Lorsqu'on me pose cette question là, je réponds généralement "la magie"! L'animal peut rire, les chimpanzés le font très bien, il peut éprouver de l'amour, de la compassion et de l'intelligence en fonction de sa propre évolution et sa proximité du règne humain. A défaut, l'animal peut imiter l'homme à la perfection car s'il ne parle pas, il peut faire semblant, comme le perroquet, du moins s'exprimer clairement par les gestes, l'attitude... et la PENSEE. Et c'est là que tout s'explique. En fait la réponse la plus exacte à cette question (outre la mienne... bien sûr :-), c'est le manque de la parole, car sans parole, peu de magie, ce dont l'animal est parfaitement incapable! Pensez-vous que si un perroquet surdoué récitait une incantation il obtiendrait des résultats? Eh bien non, parce que c'est impossible (ceci dit je ne prétends pas qu'il n'y aurait aucune réaction; il n'y aurait juste pas de résultats conluants). La magie est classée "chasse gardée" et est strictement réservée à la seule et unique condition humaine (ou supérieure), et il y a d'excellentes raison à cela que nous allons aborder tout de suite.
Le corps humain, tant physique que subtil puisque les deux aspects sont plus qu'indissociables (la seule idée de les dissocier est un non-sens en soi), est constitué d'outils qui ont été "pensés" pour figurer dans l'attirail naturel du magicien. Autant dire que par nature, l'être humain EST magicien et c'est pour ça qu'on dit de lui qu'il est d'essence Divine (sans vouloir ne circonscrire la Nature Divine QUE à un état de "magicien suprême")!
Nous allons étudier ici tous les aspects entrant en jeu dans le déclanchement d'un phénomène dit "magique", tant intérieurs (surtout) qu'extérieurs (également) au praticien.
Première chose, le magicien a besoin de sa CONSCIENCE (d'où l'entraînement indispensable au renforcement de sa concentration).

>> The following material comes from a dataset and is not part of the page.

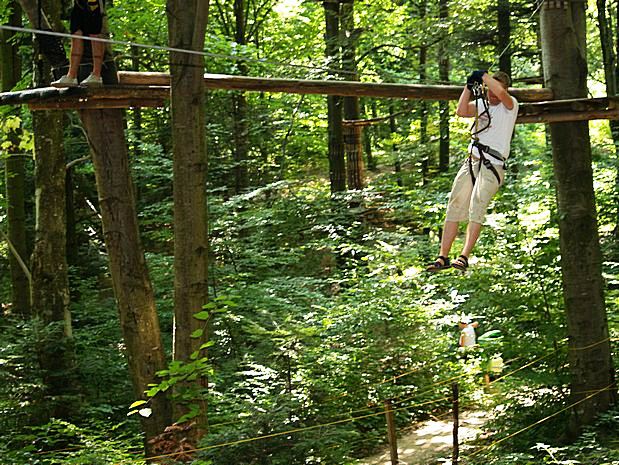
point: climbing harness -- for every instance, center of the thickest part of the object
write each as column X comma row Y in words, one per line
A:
column 483, row 150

Il a ensuite besoin de son énergie vitale (d'où la culture d'une hygiène de vie correcte en terme de nourriture et boissons, et de rythme de vie), de ses chakras et des canaux subtils permettant la circulation de l'énergie dans le corps, de l'un à l'autre de ces chakras (même remarque qu'entre les précédentes parenthèses), de qualités intérieures développées au maximum de ses possibilités allant dans le sens de la maîtrise de ses désirs, de ses pensées, de ses émotions et de ses sentiments (chacun de ces aspects étant en lien avec les chakras et le Plan subtile sur lequel chacun d'eux vibre), en somme, d'une excellente maîtrise de lui-même (voir pour plus de détails sur ce sujet précis, la rubrique "L'importance fondamentale de la maîtrise de soi"). A cela s'ajoute quelques éventuels instruments, selon la nature de l'acte occulte pratiqué (là aussi, je vous invite à vous reporter à la rubrique "Les instruments de la magie" pour plus de détails).
Simulation
Imaginons
maintenant que nous somme ce magicien et que nous souhaitions par exemple
(attention, ce n'est qu'un EXEMPLE TOTALEMENT FICTIF destiné à illustrer mes
propos) faire en sorte qu'une grande manifestation annuelle organisée en
intérieur, bien ancrée dans les moeurs, et ayant traditionnellement lieu depuis
très longtemps, soit purement et simplement annulée (quelle que soit la raison
qui motive notre magicien virtuel).
Je choisis cet exemple de par la force de l'eggrégore constitué par un ensemble important de personnes réalisant cette manifestation à couvert pour parer à toute éventualité de gêne due à la météo, et très ancrée dans les habitudes. Cette force eggégorielle est d'autant plus difficile à contraindre par le fait d'un seul individu (notre magicien en l'occurrence, qui, précision utile, va agir seul), que l'énergie a déployer de façon magique va devoir être importante, d'où l'intérêt de ne négliger AUCUN aspect de la procédure (le rituel) qui va être mis en place pour opérer.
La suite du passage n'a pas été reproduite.